In this section, Peter once again returns to the main theme of this letter, namely to encourage suffering believers to endure trials with patience, looking to Christ for their example and motivation; this patient endurance under trial would cause their persecutors to “.. see [their] good deeds and glorify God on the day of visitation” (1 Peter 2:12). Their goal is not only to keep from sinning under trial, but also to see their persecutors saved. Hence the exhortation in 3:15 “.. always being prepared to make a defense to anyone who asks you for a reason for the hope that is in you.”
In verses 12-16, Peter lovingly exhorts them not to be surprised at the fiery trials that they are facing, but to rejoice instead; and he proceeds to give them 5 reasons why they/we should rejoice in suffering for Christ.

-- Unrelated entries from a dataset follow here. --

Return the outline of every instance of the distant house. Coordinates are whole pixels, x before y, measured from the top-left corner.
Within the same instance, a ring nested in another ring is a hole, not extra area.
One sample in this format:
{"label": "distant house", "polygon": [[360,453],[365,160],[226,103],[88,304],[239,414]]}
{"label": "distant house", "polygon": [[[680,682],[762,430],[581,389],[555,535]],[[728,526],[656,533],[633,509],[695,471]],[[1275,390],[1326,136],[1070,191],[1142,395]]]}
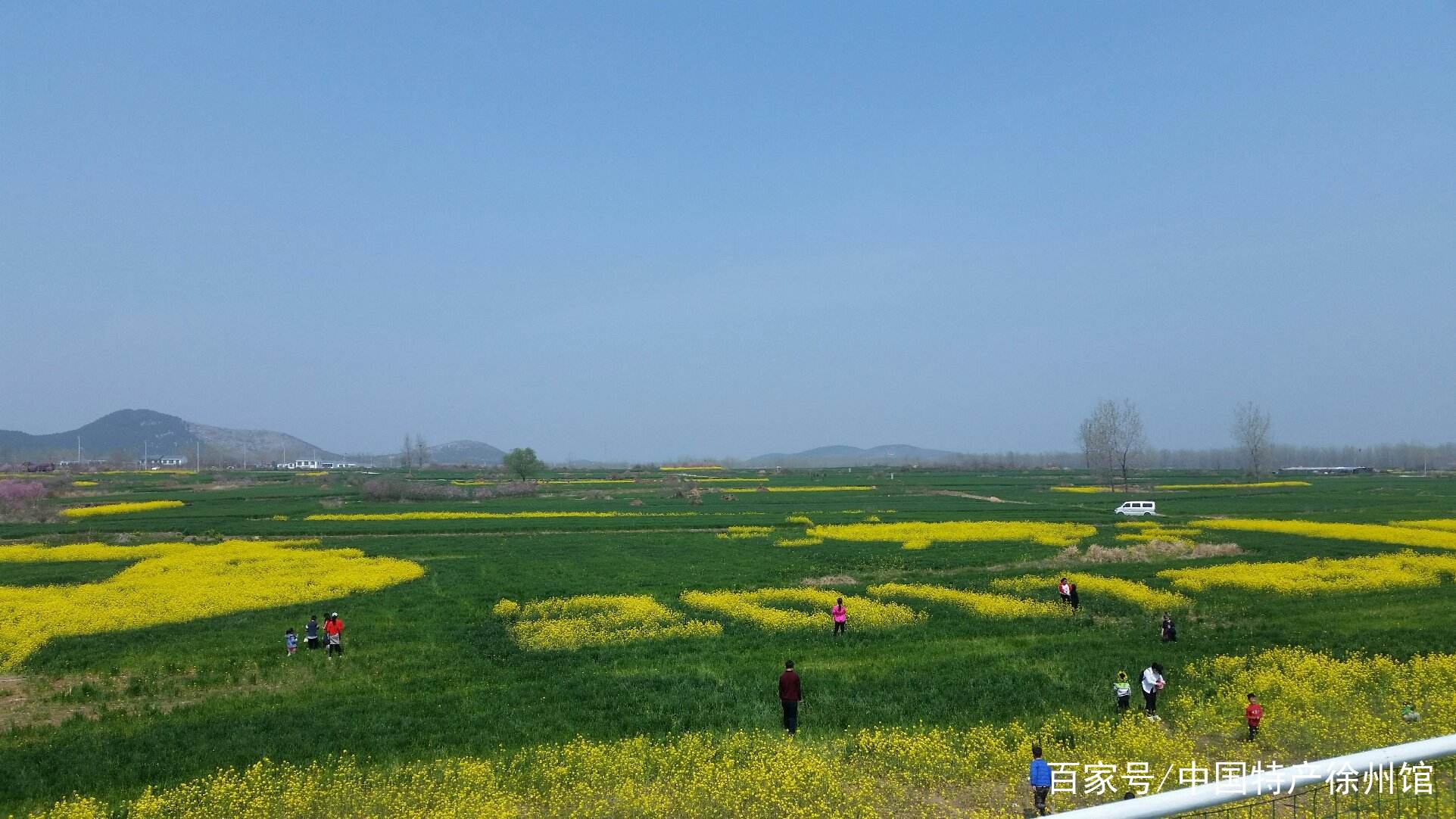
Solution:
{"label": "distant house", "polygon": [[298,458],[297,461],[288,461],[278,464],[281,470],[349,470],[358,464],[348,461],[320,461],[317,458]]}
{"label": "distant house", "polygon": [[186,464],[186,458],[183,455],[157,455],[154,458],[147,458],[147,463],[144,466],[149,466],[149,467],[181,467],[183,464]]}

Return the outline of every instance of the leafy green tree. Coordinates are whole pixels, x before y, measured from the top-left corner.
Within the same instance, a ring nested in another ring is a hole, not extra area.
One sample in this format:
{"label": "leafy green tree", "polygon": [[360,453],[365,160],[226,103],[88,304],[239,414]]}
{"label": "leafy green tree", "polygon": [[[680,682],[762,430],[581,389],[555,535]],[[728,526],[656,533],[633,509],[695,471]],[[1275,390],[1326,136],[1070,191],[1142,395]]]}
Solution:
{"label": "leafy green tree", "polygon": [[505,454],[505,471],[514,474],[521,480],[530,479],[533,474],[546,468],[546,464],[536,457],[536,450],[530,447],[515,448]]}

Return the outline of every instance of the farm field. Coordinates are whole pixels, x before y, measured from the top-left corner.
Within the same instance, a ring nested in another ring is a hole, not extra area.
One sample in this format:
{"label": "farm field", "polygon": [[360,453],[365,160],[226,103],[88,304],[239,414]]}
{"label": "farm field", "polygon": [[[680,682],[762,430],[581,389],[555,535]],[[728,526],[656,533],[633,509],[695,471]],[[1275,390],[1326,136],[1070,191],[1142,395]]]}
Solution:
{"label": "farm field", "polygon": [[[1456,732],[1456,479],[703,474],[45,479],[0,524],[0,816],[1021,816],[1032,740],[1156,784]],[[331,611],[344,656],[287,656]],[[1150,662],[1162,722],[1117,714]]]}

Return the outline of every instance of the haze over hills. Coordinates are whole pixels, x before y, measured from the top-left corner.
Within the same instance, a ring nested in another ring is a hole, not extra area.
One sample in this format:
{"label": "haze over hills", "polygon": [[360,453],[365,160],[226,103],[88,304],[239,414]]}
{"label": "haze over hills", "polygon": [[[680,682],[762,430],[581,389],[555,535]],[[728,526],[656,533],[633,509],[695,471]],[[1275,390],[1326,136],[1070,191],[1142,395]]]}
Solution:
{"label": "haze over hills", "polygon": [[[182,457],[188,464],[202,448],[202,463],[249,464],[317,458],[326,461],[355,461],[387,464],[396,458],[384,455],[347,455],[316,447],[301,438],[271,429],[229,429],[192,423],[175,415],[147,409],[116,410],[84,426],[66,432],[31,435],[0,429],[0,463],[74,460],[77,444],[83,460],[135,461]],[[430,457],[441,464],[499,464],[501,450],[480,441],[451,441],[430,447]]]}
{"label": "haze over hills", "polygon": [[843,444],[817,447],[802,452],[769,452],[748,458],[750,467],[862,467],[862,466],[906,466],[935,464],[955,460],[958,452],[925,450],[910,444],[884,444],[862,450]]}

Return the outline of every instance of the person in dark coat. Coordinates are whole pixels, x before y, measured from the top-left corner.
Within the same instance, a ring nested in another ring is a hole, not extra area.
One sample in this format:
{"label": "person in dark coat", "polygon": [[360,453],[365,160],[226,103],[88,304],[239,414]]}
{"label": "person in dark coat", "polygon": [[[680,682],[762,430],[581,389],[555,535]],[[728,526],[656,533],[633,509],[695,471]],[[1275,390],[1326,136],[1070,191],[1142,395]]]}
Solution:
{"label": "person in dark coat", "polygon": [[783,706],[783,730],[792,739],[799,730],[799,701],[804,692],[799,688],[799,675],[794,671],[794,660],[783,663],[783,674],[779,675],[779,704]]}

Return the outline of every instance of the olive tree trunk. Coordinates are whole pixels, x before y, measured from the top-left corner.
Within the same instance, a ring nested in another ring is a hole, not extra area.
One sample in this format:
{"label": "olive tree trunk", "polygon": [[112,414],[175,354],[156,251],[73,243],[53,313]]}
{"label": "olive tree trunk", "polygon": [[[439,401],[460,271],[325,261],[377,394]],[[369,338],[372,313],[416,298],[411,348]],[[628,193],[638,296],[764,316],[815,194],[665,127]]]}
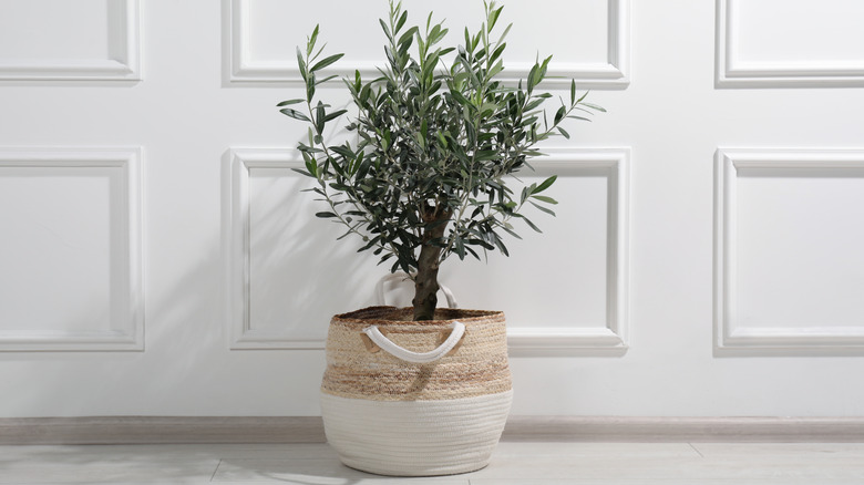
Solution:
{"label": "olive tree trunk", "polygon": [[[414,277],[414,320],[434,320],[438,306],[438,269],[441,247],[433,246],[432,240],[441,240],[446,231],[450,210],[424,206],[423,219],[428,223],[423,230],[423,245],[418,257],[416,276]],[[431,223],[431,224],[429,224]]]}

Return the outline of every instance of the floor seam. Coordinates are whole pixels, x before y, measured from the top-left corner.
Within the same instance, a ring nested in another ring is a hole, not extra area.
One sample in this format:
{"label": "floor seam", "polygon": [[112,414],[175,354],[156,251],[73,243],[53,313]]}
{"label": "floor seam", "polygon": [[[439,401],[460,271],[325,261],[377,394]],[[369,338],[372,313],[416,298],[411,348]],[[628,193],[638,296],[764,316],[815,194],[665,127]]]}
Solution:
{"label": "floor seam", "polygon": [[216,478],[216,474],[219,472],[219,466],[222,466],[222,460],[219,458],[219,463],[216,464],[216,469],[213,471],[213,475],[210,475],[210,483],[213,483],[213,478]]}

(v.12) Trials are part of God’s plan to strengthen our faith (v.12). Peter had already mentioned this in 1:6-7, where he said: “In this you rejoice, though now for a little while, if necessary, you have been grieved by various trials, so that the tested genuineness of your faith- more precious than gold that perishes though it is tested by fire…” As gold is refined from its impurities by fire, the same way our faith is tested and purified by trials. True faith will grow and become stronger, while shallow, temporary faith will fail. These trials are not designed for our destruction, but for our growth in grace…
May the Lord help us, by His grace, not to be surprised when persecution comes; but rather to rejoice that we are counted worthy to suffer shame for our blessed Lord.